Market Efficiency
Investors do not like risk and they must be compensated for taking on risk—the larger the risk, the more the compensation. An important question about financial markets, which has implication for the different strategies that investors can pursue, is: Can investors earn a return on financial assets beyond that necessary to compensate them for the risk? Economists refer to this excess compensation as an abnormal return. Whether this can be done in a particular financial market is an empirical question. If a strategy is identified that can generate abnormal returns, the attributes that lead one to implement such a strategy is referred to as a market anomaly.
This issue of how efficiently a financial market prices the assets traded in that market is referred to as market efficiency. An efficient market is defined as a financial market where asset prices rapidly reflect all available information. This means that all available information is already impounded in a asset’s price, so investors should expect to earn a return necessary to compensate them for their opportunity cost, anticipated inflation, and risk. That would seem to preclude abnormal returns. But according to Fama (1970), there are the following three levels of efficiency:
- Weak form efficient
- Semistrong form efficient
- Strong form efficient
In the weak form of market efficiency, current asset prices reflect all past prices and price movements. In other words, all worthwhile information about previous prices of the stock has been used to determine today’s price; the investor cannot use that same information to predict tomorrow’s price and still earn abnormal profits.4 Empirical evidence from the U.S. stock market suggests that in this market there is weak-form efficient. In other words, you cannot outperform (“beat”) the market by using information on past stock prices.

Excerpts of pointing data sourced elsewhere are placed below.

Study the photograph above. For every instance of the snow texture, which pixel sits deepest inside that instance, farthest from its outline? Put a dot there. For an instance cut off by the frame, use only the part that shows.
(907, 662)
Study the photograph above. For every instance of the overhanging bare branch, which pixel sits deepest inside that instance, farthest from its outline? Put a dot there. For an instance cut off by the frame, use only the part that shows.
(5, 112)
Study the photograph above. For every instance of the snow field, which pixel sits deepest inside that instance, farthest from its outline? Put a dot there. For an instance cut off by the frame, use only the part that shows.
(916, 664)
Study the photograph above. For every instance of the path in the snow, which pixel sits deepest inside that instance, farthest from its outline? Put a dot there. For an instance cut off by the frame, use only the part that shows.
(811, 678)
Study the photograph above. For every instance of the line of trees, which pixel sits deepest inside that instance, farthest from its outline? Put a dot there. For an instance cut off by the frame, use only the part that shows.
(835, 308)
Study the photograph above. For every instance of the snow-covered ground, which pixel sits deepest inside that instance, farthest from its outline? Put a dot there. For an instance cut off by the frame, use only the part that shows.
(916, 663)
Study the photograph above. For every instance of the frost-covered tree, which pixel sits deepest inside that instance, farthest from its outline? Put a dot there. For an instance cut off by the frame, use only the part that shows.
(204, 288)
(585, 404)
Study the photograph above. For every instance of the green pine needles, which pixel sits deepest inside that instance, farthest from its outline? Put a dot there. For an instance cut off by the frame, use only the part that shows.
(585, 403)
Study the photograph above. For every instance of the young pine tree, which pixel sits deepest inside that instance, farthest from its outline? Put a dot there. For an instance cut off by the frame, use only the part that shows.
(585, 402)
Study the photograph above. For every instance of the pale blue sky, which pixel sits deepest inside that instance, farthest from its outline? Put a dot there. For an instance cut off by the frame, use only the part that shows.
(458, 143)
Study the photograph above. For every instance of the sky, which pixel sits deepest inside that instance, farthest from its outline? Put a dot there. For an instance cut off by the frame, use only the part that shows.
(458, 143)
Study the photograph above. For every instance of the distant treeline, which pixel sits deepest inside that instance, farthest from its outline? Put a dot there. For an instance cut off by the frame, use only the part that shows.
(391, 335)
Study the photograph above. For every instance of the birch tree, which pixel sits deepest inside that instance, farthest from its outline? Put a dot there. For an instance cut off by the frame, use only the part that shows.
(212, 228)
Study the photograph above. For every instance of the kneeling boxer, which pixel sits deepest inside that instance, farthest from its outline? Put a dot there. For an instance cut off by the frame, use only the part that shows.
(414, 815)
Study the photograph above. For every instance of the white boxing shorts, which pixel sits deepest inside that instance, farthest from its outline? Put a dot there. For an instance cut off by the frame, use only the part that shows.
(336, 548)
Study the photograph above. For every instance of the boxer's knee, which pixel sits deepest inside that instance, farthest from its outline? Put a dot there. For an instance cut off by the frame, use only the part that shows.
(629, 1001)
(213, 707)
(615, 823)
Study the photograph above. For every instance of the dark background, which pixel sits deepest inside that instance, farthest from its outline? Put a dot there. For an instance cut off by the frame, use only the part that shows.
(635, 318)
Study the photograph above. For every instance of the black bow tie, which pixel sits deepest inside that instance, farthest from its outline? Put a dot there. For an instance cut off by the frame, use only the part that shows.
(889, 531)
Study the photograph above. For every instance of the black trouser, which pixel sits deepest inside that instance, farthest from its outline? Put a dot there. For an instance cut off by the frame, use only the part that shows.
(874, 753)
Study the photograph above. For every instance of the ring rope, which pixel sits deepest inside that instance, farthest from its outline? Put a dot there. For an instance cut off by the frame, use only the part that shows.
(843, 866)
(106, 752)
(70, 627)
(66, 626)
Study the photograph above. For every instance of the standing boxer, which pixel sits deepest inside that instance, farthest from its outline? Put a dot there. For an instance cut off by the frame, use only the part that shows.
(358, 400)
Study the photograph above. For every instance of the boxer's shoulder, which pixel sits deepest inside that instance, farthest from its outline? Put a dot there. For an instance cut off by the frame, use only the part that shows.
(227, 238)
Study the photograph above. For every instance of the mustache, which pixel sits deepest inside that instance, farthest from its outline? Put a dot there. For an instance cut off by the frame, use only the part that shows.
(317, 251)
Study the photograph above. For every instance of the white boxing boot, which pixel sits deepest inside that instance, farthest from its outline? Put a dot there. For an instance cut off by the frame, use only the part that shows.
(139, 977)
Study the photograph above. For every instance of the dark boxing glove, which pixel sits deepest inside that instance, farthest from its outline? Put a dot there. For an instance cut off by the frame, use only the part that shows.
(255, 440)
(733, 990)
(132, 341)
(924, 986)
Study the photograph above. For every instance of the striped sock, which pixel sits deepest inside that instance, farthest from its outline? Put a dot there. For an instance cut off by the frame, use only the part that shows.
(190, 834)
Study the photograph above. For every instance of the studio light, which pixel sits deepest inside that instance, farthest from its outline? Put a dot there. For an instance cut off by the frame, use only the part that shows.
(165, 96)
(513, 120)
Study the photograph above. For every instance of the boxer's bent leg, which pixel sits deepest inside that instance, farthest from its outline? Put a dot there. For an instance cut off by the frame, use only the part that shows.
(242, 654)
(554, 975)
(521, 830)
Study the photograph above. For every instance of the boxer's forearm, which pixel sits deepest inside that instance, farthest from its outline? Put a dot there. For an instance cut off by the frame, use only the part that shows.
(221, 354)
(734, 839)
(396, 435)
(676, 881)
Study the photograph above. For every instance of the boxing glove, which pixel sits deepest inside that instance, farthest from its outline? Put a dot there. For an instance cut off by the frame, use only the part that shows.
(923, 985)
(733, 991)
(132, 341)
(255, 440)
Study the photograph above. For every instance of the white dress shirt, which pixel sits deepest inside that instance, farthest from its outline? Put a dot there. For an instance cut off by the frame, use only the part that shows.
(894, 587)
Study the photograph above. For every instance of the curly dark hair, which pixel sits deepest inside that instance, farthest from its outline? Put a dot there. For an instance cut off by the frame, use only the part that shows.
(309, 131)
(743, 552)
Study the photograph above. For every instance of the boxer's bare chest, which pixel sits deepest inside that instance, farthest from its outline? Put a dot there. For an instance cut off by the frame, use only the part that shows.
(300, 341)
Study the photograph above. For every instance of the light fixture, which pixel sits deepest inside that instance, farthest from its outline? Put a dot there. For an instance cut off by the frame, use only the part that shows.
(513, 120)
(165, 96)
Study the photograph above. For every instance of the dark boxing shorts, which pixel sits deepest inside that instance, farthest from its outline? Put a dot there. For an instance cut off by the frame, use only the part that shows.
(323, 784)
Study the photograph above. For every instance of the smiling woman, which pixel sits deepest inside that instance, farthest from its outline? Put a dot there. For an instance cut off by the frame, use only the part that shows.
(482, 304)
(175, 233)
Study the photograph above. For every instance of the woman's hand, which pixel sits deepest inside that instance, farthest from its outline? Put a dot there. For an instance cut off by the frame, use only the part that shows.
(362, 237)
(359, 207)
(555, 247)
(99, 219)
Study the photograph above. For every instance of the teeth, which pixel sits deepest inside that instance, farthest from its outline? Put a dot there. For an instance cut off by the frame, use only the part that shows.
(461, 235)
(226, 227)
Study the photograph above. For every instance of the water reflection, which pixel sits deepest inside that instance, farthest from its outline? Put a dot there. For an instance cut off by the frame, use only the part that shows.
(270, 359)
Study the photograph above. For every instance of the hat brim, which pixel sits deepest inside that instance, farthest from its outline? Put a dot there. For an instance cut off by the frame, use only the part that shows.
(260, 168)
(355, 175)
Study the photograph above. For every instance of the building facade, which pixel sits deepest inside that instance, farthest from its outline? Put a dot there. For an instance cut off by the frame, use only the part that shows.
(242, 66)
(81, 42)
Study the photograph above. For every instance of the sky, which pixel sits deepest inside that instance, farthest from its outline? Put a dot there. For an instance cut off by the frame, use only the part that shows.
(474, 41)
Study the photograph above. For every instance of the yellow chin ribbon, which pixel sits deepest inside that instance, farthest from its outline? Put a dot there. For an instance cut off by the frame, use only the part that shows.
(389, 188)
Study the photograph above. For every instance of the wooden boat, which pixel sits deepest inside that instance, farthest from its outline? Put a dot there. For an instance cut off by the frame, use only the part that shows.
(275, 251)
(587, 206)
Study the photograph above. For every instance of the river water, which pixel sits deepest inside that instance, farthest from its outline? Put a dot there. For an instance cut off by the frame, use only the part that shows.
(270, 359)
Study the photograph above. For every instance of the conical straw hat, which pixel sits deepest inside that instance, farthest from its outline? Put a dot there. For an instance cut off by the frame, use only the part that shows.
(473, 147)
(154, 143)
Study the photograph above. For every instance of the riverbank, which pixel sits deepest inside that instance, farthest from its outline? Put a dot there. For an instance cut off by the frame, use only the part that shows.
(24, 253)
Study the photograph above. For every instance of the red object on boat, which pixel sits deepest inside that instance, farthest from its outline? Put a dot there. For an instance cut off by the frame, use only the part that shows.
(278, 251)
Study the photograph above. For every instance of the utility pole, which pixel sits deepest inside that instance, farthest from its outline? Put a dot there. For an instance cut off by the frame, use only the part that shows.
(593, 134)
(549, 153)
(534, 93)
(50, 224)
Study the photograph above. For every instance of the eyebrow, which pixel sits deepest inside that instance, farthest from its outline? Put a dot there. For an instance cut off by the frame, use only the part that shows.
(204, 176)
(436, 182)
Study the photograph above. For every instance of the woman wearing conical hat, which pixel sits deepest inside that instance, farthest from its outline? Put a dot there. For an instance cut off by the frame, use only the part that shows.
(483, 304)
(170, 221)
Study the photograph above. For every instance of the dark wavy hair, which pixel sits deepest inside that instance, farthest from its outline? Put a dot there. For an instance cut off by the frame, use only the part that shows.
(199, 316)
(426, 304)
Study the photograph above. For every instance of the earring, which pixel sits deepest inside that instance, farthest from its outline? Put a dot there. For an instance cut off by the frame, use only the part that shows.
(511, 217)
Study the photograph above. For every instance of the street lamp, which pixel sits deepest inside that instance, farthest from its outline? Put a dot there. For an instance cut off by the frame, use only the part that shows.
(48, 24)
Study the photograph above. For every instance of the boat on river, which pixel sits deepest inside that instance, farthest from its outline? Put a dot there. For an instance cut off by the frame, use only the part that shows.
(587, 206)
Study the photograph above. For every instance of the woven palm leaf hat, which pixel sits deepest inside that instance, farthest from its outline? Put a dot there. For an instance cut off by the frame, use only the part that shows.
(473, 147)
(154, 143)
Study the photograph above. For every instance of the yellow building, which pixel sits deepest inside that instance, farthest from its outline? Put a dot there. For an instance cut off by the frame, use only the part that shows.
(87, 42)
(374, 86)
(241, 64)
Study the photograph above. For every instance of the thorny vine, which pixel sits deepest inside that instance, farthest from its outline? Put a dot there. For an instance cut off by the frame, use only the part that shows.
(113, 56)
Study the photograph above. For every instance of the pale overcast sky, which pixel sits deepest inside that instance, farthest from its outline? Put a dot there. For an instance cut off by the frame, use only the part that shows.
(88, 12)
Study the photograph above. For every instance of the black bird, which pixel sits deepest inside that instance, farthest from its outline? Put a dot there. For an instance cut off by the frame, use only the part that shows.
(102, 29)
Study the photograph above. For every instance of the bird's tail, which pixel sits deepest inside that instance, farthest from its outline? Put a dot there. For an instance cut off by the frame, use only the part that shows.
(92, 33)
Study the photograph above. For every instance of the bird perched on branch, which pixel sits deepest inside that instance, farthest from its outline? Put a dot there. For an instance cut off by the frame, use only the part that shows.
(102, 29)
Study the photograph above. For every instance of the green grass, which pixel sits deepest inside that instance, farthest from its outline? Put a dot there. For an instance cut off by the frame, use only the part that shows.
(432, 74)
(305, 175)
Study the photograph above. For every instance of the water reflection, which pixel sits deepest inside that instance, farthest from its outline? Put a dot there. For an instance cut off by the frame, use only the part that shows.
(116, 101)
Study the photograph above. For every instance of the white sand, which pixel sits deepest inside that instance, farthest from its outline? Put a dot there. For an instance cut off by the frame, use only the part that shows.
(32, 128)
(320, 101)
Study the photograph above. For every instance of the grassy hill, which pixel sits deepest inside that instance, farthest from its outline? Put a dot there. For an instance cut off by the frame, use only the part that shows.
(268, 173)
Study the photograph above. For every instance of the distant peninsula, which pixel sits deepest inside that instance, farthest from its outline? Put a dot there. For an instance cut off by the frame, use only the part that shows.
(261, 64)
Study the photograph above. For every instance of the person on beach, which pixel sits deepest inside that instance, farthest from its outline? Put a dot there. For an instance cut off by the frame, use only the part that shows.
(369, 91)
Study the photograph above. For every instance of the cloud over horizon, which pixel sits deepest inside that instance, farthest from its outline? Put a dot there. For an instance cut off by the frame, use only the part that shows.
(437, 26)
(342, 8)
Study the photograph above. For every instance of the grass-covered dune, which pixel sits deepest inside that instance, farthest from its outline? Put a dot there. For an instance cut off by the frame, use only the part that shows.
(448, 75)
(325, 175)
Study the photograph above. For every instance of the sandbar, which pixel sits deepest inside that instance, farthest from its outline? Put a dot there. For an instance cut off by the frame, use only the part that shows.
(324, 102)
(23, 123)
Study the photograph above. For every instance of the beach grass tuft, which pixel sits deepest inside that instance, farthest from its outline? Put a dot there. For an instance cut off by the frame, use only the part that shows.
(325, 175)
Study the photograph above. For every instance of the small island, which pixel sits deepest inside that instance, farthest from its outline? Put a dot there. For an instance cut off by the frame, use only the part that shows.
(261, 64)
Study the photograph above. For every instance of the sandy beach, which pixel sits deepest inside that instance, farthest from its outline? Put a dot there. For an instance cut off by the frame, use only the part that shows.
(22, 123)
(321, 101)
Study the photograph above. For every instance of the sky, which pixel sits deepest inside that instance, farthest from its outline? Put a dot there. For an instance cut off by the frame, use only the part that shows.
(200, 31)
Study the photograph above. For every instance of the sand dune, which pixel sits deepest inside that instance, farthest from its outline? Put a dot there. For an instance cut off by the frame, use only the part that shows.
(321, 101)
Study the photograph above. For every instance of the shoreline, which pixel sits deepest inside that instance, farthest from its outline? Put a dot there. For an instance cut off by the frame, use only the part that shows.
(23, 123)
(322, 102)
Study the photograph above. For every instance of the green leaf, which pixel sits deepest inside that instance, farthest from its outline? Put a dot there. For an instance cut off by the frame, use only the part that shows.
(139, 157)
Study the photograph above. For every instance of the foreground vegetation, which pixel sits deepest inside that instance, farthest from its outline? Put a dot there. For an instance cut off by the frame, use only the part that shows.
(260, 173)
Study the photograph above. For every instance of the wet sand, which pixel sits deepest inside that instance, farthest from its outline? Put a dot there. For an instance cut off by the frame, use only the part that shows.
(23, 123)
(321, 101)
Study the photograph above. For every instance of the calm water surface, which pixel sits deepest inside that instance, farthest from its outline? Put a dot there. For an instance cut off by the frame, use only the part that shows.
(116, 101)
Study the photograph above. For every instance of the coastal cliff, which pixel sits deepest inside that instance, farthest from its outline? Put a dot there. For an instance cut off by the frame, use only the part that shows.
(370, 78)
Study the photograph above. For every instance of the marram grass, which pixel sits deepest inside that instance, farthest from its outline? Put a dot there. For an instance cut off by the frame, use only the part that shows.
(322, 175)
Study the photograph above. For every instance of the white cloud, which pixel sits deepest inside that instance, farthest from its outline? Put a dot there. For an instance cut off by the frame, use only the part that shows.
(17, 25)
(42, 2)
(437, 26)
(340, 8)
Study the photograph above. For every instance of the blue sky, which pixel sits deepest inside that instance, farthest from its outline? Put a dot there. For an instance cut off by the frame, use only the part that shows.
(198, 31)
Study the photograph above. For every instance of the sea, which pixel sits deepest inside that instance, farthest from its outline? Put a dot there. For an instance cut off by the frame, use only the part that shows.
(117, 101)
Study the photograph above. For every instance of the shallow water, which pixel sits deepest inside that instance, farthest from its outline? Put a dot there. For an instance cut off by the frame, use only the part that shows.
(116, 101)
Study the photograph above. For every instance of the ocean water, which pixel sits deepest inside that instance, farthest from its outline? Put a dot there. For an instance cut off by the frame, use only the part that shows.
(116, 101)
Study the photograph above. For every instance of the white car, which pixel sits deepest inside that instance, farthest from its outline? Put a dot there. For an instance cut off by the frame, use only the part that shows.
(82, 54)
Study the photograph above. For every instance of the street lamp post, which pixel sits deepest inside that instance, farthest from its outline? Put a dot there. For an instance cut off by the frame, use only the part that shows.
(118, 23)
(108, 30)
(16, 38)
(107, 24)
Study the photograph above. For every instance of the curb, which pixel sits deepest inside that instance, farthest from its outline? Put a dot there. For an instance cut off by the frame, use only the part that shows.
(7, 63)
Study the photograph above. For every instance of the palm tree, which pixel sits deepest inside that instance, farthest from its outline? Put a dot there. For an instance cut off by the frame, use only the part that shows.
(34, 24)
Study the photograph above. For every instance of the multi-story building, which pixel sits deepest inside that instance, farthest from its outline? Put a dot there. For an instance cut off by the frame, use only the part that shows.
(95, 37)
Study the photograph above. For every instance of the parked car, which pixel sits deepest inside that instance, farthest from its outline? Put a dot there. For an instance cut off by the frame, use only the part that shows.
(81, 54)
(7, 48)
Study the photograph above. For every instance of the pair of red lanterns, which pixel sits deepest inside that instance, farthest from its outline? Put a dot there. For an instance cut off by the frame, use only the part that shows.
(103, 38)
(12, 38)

In the semistrong form of market efficiency, the current asset prices reflect all publicly available information. The implication is that if investors employ investment strategies based on the use of publicly available information, they cannot earn abnormal profits. This does not mean that prices change instantaneously to reflect new information, but rather that information is impounded rapidly into asset prices. Empirical evidence supports the idea that U.S. stock market is for the most part semistrong form efficient. This, in turn, implies that careful analysis of companies that issue stocks cannot consistently produce abnormal returns.
In the strong form of market efficiency, asset prices reflect all public and private information. In other words, the market (which includes all investors) knows everything about all financial assets, including information that has not been released to the public. The strong form implies that you cannot make abnormal returns from trading on inside information (discussed later), where inside information is information that is not yet public.5 In the U.S. stock market, this form of market efficiency is not supported by the empirical studies. In fact, we know from recent events that the opposite is true; gains are available from inside information. Thus, the U.S. stock market, the empirical evidence suggests, is essentially semistrong efficient but not in the strong form.
We have discussed the implications for investors of the different forms of market efficiency. The implications for market efficiency for issuers is that if the financial markets in which they issue securities are semistrong efficient, issuers should expect investors to pay a price for those shares that reflects their value. This also means that if new information about the issuer is revealed to the public (for example, concerning a new product), the price of the security should change to reflect that new information.